CATHERINE MARSHALL on JOHN BYRNE

John Byrne is the contemporary visual equivalent to the poet in ancient Irish society who used sharp wit to expose hypocrisy, mediocrity and pretentiousness. In his art practice Byrne examines issues from a comic perspective, reducing monuments of political, religious and cultural division to the ridiculous. His approach varies from performance to film to tableau re-enactment and he has used all of these very effectively to undermine prejudice and stereotype.

Byrne first came to public notice in 2000 when he created Border Interpretative Centre. The project, in which Byrne explored the effect of the border on Irish life, while at the same time aiming sharp barbs at the heritage industry's tendency to commercialise every aspect of culture, was shut down after a week but the political message it spelled out was far reaching.

This was followed three years later with Would You Die for Ireland?,a short film of random interviews with pedestrians on the streets of Dublin, Cork and Belfast, including the Taoiseach, Bertie Ahern, caught on a city-centre walkabout. The question alternately yielded moments of high seriousness and hilarity as immigrants, tourists and natives alike expanded their chests and proclaimed their death wishes or gazed in astonishment at the interviewer.

While much of Byrne's work relates very specifically to his experience of growing up during the Troubles, he has also looked beyond Ireland at some of the icons of art history as vehicles for his anti-classical satire. Dublin's Last Supper(2004) offers a re-enactment of Leonardo da Vinci's famous fresco in Milan, that subtly suggests that the Renaissance has finally come to Ireland in the form of café culture, while at the same time pointing to growing pluralism in Ireland, and the new religion of consumerism.

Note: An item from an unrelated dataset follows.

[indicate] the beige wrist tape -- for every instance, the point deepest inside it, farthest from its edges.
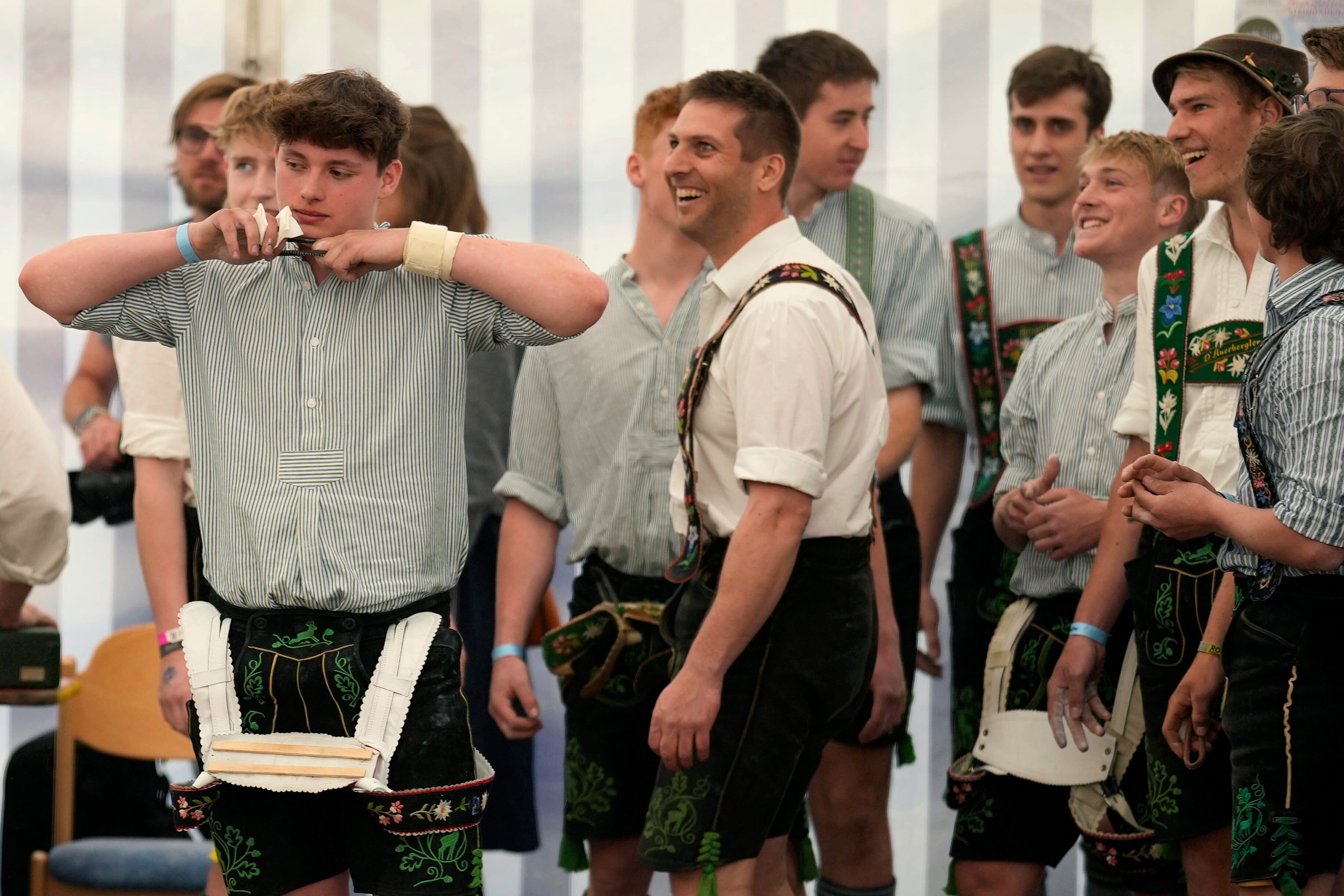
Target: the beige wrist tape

While comedy and satire are correctly seen as cerebral artforms in comparison to the more emotional appeal of tragedy, Byrne's tableaux carry a real sense of seriousness. However much the viewer might laugh at the posturing of Orangemen when shown on Byrne's catwalk in Belfast Fashion Weekor admire the wit of We were a south facing family, the tragic effects of political and social conditioning are all too visible. These works force the viewer out of the artworld's tasteful white cube and into a responsible evaluation of the real world beyond. For all his visual sophistication, Byrne's true antecedent in Irish culture is Jonathan Swift, the literary equivalent of his subversive approach.